4th of July–What a Delight!
One of the joys of living in Scripps Ranch is being able to help put on the annual 4th of July Parade, Picnic, and Ice Cream Social.
This year was a really special parade, with more people watching and participating than ever before. The work of Jany Staley as chair of the SRCA 4th of July activities was outstanding and my neighbor Dick Kelly superbly organized the parade. The many parade marshals, judges, and helpers made it memorable.
As the parade narrator and committee member, it is a pleasure to see the delight of so many residents in our very special celebration. The Ice Cream Social sponsored by your SRCA and Cabrillo Credit Union provided many flavors of ice cream, and I even sampled both the strawberry and the vanilla. Our thanks to Elissa Barber and her volunteers for handling it so beautifully with plenty for all.
Darrell Wright again videotaped the parade so those who would like to see it can; we soon will have the video for sale for a modest fee or you can check it out from the Library for free. The many residents who participated in the parade have not had a chance to see it in its entirety until now; you’ll find it a joy I’m sure.
We want to thank the Marines from MCAS Miramar and the Boy Scouts and Girl Scouts for the ceremony at Hoyt Park with the pledge of allegiance and the singing of God Bless America. We celebrated the founding of our country in the old fashioned patriotic way, and it was splendid. See you all for 2001.
Welcome New Principals
We welcomed for their first time in the parade the new Principal for Jerabek School, Steve Hill, and his son, and the new Principal for Dingeman School, Brad Callahan and his family.
Dingeman School had an entry for the first time– the Dingeman Tiger. It gladdened my heart to see the entry, and we hope that many other agencies and schools will continue the tradition of entering such wonderful and unique neighborhood floats. That is what makes our parade so special. For those who are new to the Ranch, the mascot of the Dingeman School is a Smiling Tiger in memory of old soldier Bob Dingeman who was called “Tiger Six” in Vietnam and Korea.

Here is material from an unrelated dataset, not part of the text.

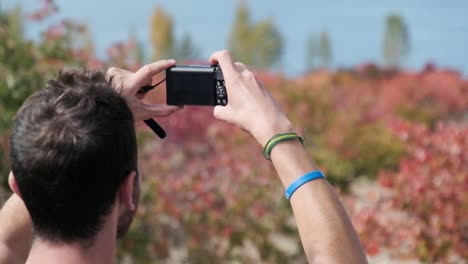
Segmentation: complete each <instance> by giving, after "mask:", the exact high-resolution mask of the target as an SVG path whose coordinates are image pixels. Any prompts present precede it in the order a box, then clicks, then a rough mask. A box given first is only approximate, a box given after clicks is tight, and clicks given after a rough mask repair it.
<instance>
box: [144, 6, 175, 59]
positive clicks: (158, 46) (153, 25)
mask: <svg viewBox="0 0 468 264" xmlns="http://www.w3.org/2000/svg"><path fill="white" fill-rule="evenodd" d="M150 37H151V47H152V48H153V60H160V59H164V58H169V57H172V55H173V54H174V42H175V41H174V33H173V22H172V19H171V17H170V16H169V15H167V14H166V13H165V12H164V10H163V9H162V8H161V7H159V6H158V7H157V8H156V9H155V10H154V12H153V15H152V16H151V20H150Z"/></svg>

Ellen Browning Scripps (EBS) School
The EBS subcommittee continues to work constructively and rapidly with the new architect Mr. R. J. Maus, who is integrating many ideas into this new modular school. These ideas include construction of landscaped berms to help in sound attenuation, inclusion of a covered lunch area, colorful awnings, and planted trees and grass. We also are including a perimeter fence for safety and security, as well as all safety and security measures initially developed for the site. We are preparing a schematic design for the School Board to consider approving in August.
As the school is to be constructed and available by 200l for 300-350 students, the work has to proceed rapidly so the construction can start. Selection of colors and other aspects are in the mill as well. Please note that we have the capability of expanding to include 500 students if needed.

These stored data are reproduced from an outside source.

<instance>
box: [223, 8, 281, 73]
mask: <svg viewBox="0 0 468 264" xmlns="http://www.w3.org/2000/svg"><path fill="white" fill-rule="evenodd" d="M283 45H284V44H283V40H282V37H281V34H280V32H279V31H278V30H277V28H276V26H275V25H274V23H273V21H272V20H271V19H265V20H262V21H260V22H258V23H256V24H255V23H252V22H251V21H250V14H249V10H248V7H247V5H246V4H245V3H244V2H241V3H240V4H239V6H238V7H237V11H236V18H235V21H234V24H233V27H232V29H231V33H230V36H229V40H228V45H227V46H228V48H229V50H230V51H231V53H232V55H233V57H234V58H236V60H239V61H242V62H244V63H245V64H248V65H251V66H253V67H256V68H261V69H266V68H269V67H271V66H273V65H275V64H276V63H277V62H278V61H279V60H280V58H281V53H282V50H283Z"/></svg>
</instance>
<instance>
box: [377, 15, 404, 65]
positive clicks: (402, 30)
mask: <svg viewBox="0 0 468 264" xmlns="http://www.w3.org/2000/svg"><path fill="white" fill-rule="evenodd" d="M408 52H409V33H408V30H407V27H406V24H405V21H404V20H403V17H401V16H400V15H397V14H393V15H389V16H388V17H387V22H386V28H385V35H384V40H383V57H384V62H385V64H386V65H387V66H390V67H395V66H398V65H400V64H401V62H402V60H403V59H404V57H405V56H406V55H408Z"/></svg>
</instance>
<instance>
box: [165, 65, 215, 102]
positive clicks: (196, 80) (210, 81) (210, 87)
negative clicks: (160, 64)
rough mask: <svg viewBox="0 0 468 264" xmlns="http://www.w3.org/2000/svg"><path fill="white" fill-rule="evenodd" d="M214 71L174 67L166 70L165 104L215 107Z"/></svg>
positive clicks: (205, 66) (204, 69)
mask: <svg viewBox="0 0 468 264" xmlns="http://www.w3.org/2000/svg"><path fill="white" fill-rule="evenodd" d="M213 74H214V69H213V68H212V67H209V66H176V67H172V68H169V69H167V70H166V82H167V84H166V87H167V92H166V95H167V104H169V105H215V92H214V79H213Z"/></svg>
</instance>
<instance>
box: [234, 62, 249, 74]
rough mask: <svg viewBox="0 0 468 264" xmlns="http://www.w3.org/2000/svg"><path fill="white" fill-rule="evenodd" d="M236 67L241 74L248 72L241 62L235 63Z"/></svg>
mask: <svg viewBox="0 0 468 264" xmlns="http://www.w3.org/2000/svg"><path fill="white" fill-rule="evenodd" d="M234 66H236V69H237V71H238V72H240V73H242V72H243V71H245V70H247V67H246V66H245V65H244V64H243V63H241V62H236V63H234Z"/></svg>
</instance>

The goal is to have a fully functional and visually attractive school in place by fall 2001, even though it is only destined to be used for five years. The principal we hope will be designated soon so that essential coordination can be accomplished.
I am still receiving many questions about what can or should be done about the lerp infestation of some of our trees. I have again contacted the State Agricultural Agency as well as the County and the advice remains the same. That you should not over-water or over-fertilize your trees as that merely adds to the problem. Also, the trees are not dead and do not need to be removed.
In response to several specific requests, I contacted a well respected arborist for his advice, and also to see if he would respond to residents concerns and provide consultant service for them prior to cutting down of trees. What we were finding was that a tree service would be called in to remove a tree when it was not really dead.
You may call Robert Bichovsky at 619-465-4143. He will be happy to talk to you and will provide consulting services for a fee about your specific trees. This is less than the cost of removing the tree I am sure. We are hopeful that this vexing problem will ease off after a three-year period. It is regrettable that Mr. Chancey Jerabek, the gardener for E.W. Scripps, planted so many of the trees so loved by the lerps. Our concern of course is that the lerp does not weaken a tree and leave is vulnerable to the Australian Borer which girdles and can kill trees.
We are still on the list for a controlled test area for the small wasp which is a natural enemy of the lerp. Officials are still testing the wasp so that they do not introduce a new insect which will devastate our other good insects.
Community Service Center
The City has accepted the new community service center–the old McMillin Information Pavilion–on Cypress Canyon Road, and most of the trails and low water-use plantings are in place. We have a designated City Director and work is proceeding well for a grand opening in September. Bob Cavanagh and Dave Settles, SRCA District Representatives, head a committee that is working to develop procedures for the full use of the building by both the City and the community. We expect the facility to become an outstanding community asset, both attractive and a source of information.